UZUN SÜREDİR İLERLEME KAYDEDİLMEDİ
Vize serbestisi kapsamında belirlenen 72 kriter; belge güvenliği, göç yönetimi, kamu düzeni ve güvenliği, temel haklar ile düzensiz göçmenlerin geri kabulü olmak üzere beş tematik grupta sınıflandırıldı. Türkiye bugüne kadar bu kriterlerden 66’sını yerine getirmeyi başardı. Ancak kalan 6 kriterde uzun süredir bir ilerleme kaydedilemediği belirtiliyor.

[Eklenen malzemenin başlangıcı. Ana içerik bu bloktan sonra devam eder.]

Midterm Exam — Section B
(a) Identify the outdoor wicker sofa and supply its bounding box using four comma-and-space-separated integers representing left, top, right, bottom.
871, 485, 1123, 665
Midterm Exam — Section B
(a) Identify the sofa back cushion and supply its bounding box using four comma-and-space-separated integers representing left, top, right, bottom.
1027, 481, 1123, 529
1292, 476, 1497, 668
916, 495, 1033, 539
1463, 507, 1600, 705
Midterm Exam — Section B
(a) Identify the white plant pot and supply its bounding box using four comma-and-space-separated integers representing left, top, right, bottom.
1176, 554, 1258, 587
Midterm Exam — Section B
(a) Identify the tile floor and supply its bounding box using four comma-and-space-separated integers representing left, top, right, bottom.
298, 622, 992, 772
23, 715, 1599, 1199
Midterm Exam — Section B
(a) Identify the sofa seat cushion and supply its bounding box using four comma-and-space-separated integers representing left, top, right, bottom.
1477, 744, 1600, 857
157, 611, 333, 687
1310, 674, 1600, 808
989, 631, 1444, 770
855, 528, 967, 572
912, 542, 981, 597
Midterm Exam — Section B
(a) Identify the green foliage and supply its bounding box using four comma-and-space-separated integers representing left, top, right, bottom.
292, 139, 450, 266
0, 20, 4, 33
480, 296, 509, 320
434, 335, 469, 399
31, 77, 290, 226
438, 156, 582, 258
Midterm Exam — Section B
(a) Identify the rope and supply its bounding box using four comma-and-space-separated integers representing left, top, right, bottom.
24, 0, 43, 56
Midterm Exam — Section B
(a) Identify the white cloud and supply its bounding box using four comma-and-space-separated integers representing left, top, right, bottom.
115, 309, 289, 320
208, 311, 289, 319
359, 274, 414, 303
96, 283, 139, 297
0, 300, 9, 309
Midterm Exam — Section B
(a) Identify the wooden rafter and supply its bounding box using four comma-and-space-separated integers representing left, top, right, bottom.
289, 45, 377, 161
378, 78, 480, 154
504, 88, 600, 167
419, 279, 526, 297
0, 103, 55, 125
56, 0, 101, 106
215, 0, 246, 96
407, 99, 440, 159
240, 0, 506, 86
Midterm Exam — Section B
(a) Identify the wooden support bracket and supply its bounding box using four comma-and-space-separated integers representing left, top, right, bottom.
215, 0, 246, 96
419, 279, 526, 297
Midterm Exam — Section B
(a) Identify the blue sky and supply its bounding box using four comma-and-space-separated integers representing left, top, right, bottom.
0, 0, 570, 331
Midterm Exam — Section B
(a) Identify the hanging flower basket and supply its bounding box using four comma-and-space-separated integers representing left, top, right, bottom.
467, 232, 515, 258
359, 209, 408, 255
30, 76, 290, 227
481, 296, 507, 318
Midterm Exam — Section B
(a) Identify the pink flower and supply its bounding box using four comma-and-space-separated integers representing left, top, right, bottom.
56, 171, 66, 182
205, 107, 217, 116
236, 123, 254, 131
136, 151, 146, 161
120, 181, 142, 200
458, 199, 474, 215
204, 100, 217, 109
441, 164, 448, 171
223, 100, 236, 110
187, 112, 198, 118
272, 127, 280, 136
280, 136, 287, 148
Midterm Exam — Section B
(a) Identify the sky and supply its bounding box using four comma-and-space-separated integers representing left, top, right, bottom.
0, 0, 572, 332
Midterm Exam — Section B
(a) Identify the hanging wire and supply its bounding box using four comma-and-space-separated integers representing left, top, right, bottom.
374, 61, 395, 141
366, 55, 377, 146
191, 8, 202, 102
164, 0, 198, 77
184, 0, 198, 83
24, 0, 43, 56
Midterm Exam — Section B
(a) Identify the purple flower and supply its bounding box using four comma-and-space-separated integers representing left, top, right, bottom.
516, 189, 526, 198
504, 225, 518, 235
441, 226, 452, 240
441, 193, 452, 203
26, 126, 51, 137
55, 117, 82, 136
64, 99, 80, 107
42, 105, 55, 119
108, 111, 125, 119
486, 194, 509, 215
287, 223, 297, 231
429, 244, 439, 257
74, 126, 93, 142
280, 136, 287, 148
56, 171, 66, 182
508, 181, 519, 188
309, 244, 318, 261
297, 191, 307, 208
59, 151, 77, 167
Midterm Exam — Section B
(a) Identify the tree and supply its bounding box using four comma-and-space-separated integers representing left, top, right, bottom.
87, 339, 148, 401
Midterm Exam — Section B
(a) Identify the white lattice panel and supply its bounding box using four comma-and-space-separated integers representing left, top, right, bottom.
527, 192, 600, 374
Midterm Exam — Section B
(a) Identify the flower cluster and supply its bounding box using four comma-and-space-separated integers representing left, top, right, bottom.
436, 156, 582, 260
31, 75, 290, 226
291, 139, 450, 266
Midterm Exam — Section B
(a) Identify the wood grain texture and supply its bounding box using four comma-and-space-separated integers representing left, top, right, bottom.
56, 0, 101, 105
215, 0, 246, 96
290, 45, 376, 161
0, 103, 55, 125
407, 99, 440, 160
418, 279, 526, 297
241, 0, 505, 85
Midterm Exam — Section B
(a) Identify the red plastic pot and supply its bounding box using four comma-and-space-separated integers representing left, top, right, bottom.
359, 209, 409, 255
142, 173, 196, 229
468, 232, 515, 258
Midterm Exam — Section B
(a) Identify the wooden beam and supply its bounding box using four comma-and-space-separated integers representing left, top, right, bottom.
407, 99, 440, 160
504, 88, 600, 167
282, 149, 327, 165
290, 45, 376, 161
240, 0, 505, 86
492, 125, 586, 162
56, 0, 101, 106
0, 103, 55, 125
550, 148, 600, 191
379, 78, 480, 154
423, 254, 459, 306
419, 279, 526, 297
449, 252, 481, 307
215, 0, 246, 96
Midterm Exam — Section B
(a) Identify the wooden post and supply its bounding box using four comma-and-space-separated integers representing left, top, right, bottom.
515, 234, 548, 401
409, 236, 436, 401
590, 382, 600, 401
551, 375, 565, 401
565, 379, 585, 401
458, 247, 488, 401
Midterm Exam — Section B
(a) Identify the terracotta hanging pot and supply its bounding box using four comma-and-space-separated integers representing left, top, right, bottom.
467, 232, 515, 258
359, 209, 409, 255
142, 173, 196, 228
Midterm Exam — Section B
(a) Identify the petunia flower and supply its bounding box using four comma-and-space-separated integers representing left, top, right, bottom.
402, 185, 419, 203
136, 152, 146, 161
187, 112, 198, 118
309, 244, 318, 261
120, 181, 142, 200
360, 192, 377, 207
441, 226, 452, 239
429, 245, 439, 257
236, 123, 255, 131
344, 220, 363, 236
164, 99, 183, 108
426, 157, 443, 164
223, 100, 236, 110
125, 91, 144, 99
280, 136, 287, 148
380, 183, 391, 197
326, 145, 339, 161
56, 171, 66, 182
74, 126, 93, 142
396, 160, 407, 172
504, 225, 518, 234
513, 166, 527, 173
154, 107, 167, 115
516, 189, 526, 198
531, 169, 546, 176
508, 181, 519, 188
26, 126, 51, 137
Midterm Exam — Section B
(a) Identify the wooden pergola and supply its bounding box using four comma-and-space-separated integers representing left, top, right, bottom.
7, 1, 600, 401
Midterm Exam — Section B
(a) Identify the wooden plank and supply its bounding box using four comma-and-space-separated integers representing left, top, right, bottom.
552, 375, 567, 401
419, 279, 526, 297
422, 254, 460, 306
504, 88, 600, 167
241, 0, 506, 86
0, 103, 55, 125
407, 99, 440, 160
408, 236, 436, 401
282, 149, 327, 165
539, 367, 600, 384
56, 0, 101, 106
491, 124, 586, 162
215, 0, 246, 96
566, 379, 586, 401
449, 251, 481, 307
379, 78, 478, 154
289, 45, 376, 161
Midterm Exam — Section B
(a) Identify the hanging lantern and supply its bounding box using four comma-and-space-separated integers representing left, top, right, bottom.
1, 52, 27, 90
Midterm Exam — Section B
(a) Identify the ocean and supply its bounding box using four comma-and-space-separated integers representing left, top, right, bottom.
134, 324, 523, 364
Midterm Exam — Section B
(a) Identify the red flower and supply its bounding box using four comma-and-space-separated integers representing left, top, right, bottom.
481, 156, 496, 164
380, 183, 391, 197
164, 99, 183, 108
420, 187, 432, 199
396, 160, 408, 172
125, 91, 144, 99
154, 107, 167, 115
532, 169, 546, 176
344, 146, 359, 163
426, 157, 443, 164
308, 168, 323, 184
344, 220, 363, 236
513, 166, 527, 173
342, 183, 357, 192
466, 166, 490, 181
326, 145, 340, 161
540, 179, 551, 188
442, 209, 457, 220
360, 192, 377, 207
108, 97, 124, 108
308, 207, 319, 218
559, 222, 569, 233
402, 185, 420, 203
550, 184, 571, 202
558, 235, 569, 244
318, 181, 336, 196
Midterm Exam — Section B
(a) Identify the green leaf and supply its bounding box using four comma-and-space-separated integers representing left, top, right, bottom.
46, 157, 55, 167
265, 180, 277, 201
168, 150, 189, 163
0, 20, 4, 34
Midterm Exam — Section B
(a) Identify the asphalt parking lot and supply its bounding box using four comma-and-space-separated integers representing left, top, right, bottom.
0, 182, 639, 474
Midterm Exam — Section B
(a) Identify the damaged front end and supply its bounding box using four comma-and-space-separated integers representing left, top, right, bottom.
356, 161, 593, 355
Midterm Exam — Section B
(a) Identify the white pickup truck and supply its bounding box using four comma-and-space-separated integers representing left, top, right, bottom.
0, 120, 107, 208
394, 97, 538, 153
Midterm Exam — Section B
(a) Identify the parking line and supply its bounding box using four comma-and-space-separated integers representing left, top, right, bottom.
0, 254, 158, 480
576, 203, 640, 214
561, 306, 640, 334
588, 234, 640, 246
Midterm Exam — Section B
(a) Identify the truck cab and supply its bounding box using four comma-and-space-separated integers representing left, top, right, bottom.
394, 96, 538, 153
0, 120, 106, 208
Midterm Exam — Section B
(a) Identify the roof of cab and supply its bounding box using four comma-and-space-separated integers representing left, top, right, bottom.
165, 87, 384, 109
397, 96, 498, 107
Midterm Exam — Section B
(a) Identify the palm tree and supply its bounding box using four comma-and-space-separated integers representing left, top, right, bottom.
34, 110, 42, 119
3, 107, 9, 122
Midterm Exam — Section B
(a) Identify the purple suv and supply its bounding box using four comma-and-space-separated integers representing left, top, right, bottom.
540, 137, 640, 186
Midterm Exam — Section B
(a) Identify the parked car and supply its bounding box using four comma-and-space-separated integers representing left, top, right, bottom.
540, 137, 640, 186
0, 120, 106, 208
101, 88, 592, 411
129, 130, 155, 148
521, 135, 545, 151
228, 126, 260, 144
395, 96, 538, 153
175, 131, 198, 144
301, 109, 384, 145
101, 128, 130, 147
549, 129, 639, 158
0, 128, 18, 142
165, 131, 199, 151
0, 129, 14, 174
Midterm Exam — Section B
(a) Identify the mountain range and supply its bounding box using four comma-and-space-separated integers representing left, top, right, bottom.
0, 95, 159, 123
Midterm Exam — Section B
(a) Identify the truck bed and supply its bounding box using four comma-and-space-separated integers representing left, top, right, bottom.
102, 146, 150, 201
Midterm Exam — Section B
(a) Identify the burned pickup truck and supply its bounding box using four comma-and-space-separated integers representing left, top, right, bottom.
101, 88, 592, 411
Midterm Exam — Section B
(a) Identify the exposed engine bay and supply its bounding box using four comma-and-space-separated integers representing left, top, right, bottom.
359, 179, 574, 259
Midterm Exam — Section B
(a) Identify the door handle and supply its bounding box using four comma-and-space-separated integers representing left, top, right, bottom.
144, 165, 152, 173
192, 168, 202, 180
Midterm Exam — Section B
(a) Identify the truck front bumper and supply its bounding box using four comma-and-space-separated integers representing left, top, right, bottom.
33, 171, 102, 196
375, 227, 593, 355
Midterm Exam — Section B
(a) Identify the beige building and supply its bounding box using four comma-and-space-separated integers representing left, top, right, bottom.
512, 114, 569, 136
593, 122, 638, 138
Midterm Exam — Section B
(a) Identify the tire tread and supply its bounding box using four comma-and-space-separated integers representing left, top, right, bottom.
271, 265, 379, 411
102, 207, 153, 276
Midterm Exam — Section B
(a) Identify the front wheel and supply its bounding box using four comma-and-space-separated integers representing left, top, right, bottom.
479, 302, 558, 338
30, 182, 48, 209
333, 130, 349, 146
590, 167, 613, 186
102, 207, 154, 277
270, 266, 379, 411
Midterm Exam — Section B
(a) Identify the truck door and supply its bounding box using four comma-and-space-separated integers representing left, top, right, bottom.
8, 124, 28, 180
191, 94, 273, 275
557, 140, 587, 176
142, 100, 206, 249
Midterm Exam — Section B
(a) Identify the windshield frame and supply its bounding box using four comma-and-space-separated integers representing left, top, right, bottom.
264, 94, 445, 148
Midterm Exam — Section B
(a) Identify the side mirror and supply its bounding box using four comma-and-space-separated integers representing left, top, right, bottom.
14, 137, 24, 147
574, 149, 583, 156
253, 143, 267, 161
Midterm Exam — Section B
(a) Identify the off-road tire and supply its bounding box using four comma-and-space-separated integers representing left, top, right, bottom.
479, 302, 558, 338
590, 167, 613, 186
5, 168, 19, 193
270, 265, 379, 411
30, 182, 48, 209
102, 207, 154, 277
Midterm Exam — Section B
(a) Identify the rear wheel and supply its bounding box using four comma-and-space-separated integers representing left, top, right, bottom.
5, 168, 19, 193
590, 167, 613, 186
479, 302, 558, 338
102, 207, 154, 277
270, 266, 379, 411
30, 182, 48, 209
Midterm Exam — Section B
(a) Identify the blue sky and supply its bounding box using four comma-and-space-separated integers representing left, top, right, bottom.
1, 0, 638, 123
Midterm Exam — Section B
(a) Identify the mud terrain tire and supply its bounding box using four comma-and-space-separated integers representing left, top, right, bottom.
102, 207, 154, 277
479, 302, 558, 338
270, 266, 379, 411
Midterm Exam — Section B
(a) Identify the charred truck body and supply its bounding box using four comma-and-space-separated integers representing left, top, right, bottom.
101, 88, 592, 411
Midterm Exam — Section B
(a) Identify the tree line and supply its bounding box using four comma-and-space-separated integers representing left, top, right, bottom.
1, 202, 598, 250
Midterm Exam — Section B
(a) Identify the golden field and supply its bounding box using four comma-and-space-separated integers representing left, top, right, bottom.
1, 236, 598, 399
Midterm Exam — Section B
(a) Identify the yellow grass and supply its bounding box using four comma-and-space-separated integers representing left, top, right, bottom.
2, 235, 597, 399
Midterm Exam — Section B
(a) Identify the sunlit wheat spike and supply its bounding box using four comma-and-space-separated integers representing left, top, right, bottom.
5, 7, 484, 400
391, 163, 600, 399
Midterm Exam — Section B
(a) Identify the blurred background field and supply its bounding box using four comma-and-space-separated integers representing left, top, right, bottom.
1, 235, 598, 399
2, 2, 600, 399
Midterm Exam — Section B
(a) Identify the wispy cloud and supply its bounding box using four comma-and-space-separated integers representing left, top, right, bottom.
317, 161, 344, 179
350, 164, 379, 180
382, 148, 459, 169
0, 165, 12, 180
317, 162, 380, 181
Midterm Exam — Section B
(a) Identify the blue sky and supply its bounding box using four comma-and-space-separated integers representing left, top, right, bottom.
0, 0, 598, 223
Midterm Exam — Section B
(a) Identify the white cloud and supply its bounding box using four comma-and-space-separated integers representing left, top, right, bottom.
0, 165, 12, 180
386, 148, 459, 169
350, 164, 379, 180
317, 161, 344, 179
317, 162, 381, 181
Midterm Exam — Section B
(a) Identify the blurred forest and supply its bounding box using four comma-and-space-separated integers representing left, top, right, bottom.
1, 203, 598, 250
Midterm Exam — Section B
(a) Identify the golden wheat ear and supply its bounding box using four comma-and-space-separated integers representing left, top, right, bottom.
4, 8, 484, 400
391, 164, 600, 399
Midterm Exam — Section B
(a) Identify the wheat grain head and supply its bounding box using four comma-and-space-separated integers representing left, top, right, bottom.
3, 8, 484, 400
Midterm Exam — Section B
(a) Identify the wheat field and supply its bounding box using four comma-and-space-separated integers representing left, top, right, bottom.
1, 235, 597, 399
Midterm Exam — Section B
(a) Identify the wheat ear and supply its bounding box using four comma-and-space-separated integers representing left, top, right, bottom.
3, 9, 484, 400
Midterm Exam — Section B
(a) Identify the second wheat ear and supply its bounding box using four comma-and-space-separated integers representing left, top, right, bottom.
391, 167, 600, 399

KALAN 6 KRİTER NELERİ KAPSIYOR?
Türkiye’nin vize muafiyeti sürecinde tamamlaması gereken son 6 kriter şu şekilde sıralanıyor:
- Terörle mücadele yasasında AB standartlarına uygun değişiklik yapılması,
- Europol ile operasyonel iş birliği anlaşmasının imzalanması,
- Avrupa Konseyi'nin Yolsuzluğa Karşı Devletler Grubu (GRECO) tarafından yapılan tavsiyelerin hayata geçirilmesi,
- AB üyesi tüm ülkelerle suçla ilgili konularda etkili iş birliği sağlanması,
- Türkiye üzerinden yasa dışı yollarla Avrupa'ya geçen kişilerin iadesine yönelik Geri Kabul Anlaşması'nın (GKA) eksiksiz şekilde uygulanması,
- Kişisel verilerin korunmasına ilişkin mevzuatın Avrupa Birliği normlarıyla uyumlu hale getirilmesi.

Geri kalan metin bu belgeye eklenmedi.